Chervinsky advocates for “clear and sustainable rules”:

  1. Stablecoin legislation: A framework to regulate dollar-pegged tokens, such as Tether’s USDT ($142B market cap).
  2. Market structure legislation: Rules for exchanges and trading, à la MiCA in the EU.
  3. Securities safe harbor: Protection for token issuance, so startups can launch without SEC fear (think Ripple’s XRP battle).
  4. Bank access: Stop “debanking” (Operation Choke Point 2.0), so crypto companies can hold accounts.
  5. Developer protection: Immunity for non-custodial software makers (e.g., wallet developers) against liability.
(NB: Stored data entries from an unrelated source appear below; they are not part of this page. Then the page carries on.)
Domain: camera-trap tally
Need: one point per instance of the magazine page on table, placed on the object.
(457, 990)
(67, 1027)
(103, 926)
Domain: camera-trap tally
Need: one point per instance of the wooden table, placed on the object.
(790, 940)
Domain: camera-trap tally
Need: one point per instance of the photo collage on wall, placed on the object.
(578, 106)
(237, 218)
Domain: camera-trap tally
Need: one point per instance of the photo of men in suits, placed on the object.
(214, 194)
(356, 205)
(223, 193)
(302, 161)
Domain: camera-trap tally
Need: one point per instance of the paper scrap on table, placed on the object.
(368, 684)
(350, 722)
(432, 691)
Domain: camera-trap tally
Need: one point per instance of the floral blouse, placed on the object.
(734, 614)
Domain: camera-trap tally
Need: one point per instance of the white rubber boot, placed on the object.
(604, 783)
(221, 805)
“Entrepreneurs need to be able to build with certainty, without rules flipping with new leadership,” he says. The SEC’s recent leniency (dropping cases against Coinbase, Kraken) and the summit are steps, but too fragmented.

Netherlands as Crypto Capital

According to a new study by LegalBison, a law firm specializing in crypto licenses, the Netherlands is the most crypto-obsessed country in the world. With 5,593 monthly searches per 100,000 inhabitants for terms like “Bitcoin,” “Dogecoin,” and “Cryptocurrency,” the Netherlands leaves the competition far behind. Perhaps the United States can learn something from our small frog country?

Outlook

The reserve is a start – 200K BTC legitimizes, as Bitwise’s Rasmussen says: “Fear of prohibition is zero.” But Chervinsky’s five priorities are crucial for dominance. The summit can tease legislation – stablecoins and bank access are achievable – but without Congress, it remains limited. A real “capital” status requires more than a reserve. Trump’s EO is a foundation, not a finish line!